The Graue Bücherei documents the focus of the Voggenreiter publishing house in the 1930s on specialist works in the field of military and security policy. It represents an example of thematic serial production in the area of military literature of that period and gained recognition among professionals and officer circles.

The editor, the German officer Arthur Ehrhardt (1896–1971), began his career as a military writer in 1934; his books were also published by Voggenreiter Verlag, in particular his most important work, the 1935 study Der Kleinkrieg. Geschichtliche Erfahrungen und künftige Möglichkeiten (The Small war: Historical experiences and future possibilities), with new editions in 1942 and 1944. For the series Ehrhardt translated into German several classics of modern military theory by such well-known authors as Sir Basil Liddell Hart (The Future of infantry), J. F. C. Fuller (Generalship, its diseases and their cure), and George C. Marshall (Infantry in battle).

== Volumes ==
The following overview, arranged roughly by year of publication, does not claim to be complete:

- Erwin Rommel: Infanterie greift an: Erlebnis und Erfahrung. 1934
- Basil Henry Liddell Hart: Infanterie von morgen. 1934
- Charles de Gaulle: Frankreichs Stoßarmee: das Berufsheer - die Lösung von morgen. 1935
- Walther Nehring: Heere von morgen: Ein Beitrag zur Frage der Heeresmotorisierung des Auslandes. 1935
- Hugo Schäfer: Kriegerisches Italien. Heer und Miliz nach der Neuordnung vom September 1934. 1935
- Markomanus (d.i. Hugo Schäfer): Brennpunkt Böhmen. Die Tschechoslowakei in beschleunigter Aufrüstung. Mit einer Skizzen-Beilage. 1935
- Justus Schmitt: Wirtschaftliche Mobilmachung. 1935
- John Frederick Charles Fuller: Generäle von morgen: Betrachtung über militärisches Führertum. 1935
- M. J. Kurtzinski: Taktik schneller Verbände.

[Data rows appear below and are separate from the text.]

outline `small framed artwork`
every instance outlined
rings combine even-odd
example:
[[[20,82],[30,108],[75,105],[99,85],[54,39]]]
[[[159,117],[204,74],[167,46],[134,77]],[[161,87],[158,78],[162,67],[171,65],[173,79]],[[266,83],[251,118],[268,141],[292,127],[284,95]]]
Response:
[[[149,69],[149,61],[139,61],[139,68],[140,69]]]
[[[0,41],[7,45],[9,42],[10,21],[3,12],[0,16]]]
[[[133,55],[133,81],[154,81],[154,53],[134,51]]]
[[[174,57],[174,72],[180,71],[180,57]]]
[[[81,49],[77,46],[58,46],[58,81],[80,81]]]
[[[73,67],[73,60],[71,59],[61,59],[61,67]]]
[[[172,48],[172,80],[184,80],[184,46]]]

Russische Ansichten über die Verwendung motorisierter und mechanisierter Einheiten. 1935
- Georg Werner Feuchter: Probleme des Luftkrieges. 1936
- George C. Marshall: Infanterie im Kampf: Kriegserfahrung gegen Friedensirrtümer (2 volumes). 1936
- Albrecht Blau (in Psychologisches Laboratorium des Reichswehrministeriums): Geistige Kriegführung. 1937

== Miscellaneous ==
The publisher also released the series Fremde Heere im Bild as well as the soldier's song book Morgen marschieren wir: Das Liederbuch der deutschen Soldaten (1939), which was published on behalf of the Oberkommando der Wehrmacht by Lieutenant Hans Baumann (1914–1988). According to the publisher's prospectus, the text edition of this “handy book, easily carried in the coat pocket” contained 260 songs.

The song book Lied über Deutschland. Lieder der jungen Mannschaft ("von der Fahne, von der Ehre, vom Glauben, von der Gemeinschaft, vom Arbeiter, vom Bauern, vom Soldaten, von der Marschkolonne, von der Seefahrt, vom geselligen Leben"), collected and edited by Georg Blumensaat, was also published by Voggenreiter.